Après plus de 40 jours de mobilisation contre la réforme des retraites, la forme de la contestation est en train de muter. Alors que la participation aux grandes manifestations se tasse peu à peu, plusieurs actions ciblées se sont succédé cette semaine, entre intrusion dans les locaux de la CFDT et sortie perturbée d'Emmanuel Macron au théâtre vendredi soir. Invité samedi d'Europe 1, le politologue Jérôme Sainte-Marie note des "phénomènes de décomposition de l'action militante". 

"Après une longue période de pourrissement de la grève, on observe des phénomènes de décomposition de l'action militante", décrit le président de l'institut de conseils et d'études Pollinvox.
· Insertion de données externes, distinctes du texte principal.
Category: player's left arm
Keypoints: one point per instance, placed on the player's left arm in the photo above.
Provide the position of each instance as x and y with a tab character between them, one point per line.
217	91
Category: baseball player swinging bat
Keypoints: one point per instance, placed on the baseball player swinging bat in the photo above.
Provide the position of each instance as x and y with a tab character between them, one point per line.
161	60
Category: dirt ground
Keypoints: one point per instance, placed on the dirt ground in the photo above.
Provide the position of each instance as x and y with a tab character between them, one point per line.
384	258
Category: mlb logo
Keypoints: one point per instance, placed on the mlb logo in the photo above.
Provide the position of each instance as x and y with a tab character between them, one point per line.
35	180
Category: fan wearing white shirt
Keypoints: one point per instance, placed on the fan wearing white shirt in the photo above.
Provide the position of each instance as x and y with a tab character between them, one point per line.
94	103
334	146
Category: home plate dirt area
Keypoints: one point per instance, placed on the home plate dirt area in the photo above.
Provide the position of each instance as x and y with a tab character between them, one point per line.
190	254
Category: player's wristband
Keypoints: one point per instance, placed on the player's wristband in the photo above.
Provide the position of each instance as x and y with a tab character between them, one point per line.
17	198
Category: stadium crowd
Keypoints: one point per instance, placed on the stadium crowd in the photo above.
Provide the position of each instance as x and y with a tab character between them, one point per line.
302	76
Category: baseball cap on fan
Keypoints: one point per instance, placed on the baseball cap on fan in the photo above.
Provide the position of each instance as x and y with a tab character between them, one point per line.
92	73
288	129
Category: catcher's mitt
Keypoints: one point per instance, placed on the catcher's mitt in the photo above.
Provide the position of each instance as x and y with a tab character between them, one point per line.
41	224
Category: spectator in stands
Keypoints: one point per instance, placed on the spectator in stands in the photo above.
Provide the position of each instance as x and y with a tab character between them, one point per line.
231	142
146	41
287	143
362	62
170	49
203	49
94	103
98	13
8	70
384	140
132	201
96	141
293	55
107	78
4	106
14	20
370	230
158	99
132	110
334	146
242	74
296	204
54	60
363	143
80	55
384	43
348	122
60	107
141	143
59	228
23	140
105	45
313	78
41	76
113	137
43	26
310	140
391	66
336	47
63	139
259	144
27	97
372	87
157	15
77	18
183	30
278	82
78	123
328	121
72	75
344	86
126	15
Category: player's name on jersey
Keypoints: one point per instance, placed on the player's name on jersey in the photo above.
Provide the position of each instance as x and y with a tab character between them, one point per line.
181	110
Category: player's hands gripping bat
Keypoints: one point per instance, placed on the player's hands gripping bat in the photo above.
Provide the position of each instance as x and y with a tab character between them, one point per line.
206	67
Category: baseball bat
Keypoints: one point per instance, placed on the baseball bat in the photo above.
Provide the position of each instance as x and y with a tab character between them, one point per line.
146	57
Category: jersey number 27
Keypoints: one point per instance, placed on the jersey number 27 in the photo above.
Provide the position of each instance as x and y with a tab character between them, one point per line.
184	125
Cette mobilisation, remarque-t-il encore "ne peut plus être encadrée par les syndicats qui ont largement perdu l'épreuve de force face au gouvernement". "Même si le gouvernement ne triomphe pas réellement, parce qu'il a beaucoup concédé, sa simili-victoire fait naître beaucoup de frustrations", indique Jérôme Sainte-Marie. 

"Une défaite pour le mouvement syndical français"

Selon le politologue, "il est assez rare de voir des actions éparses, irrégulières". Et l'invité d'Europe 1 de remarquer "que ces actions-là ne sont pas aussi impopulaires qu'on pourrait le croire". "Si de la lassitude s'est exprimée à l'égard de la grève, il y a toujours une majorité relative pour la soutenir dans le pays". Ce soutien d'"une partie très importante de la population" peut s'expliquer notamment par "quelque chose d'assez délétère dans l'atmosphère politique", analyse encore Jérôme Sainte-Marie, ce qui rappelle "ce qu'on avait connu lors du phénomène des gilets jaunes". 

Alors que le gouvernement se refuse toujours à tout retrait du texte, Jérôme Sainte-Marie estime que la situation actuelle est une "défaite concrète, mais aussi symbolique de longue portée pour le mouvement syndical français". Et de conclure : "Il est possible que tout le monde en sorte affaibli : les syndicats contestataires, mais aussi les syndicats réformateurs qui ont souvent besoin que d'autres soient plus radicaux pour pouvoir eux-même profiter du rapport de force".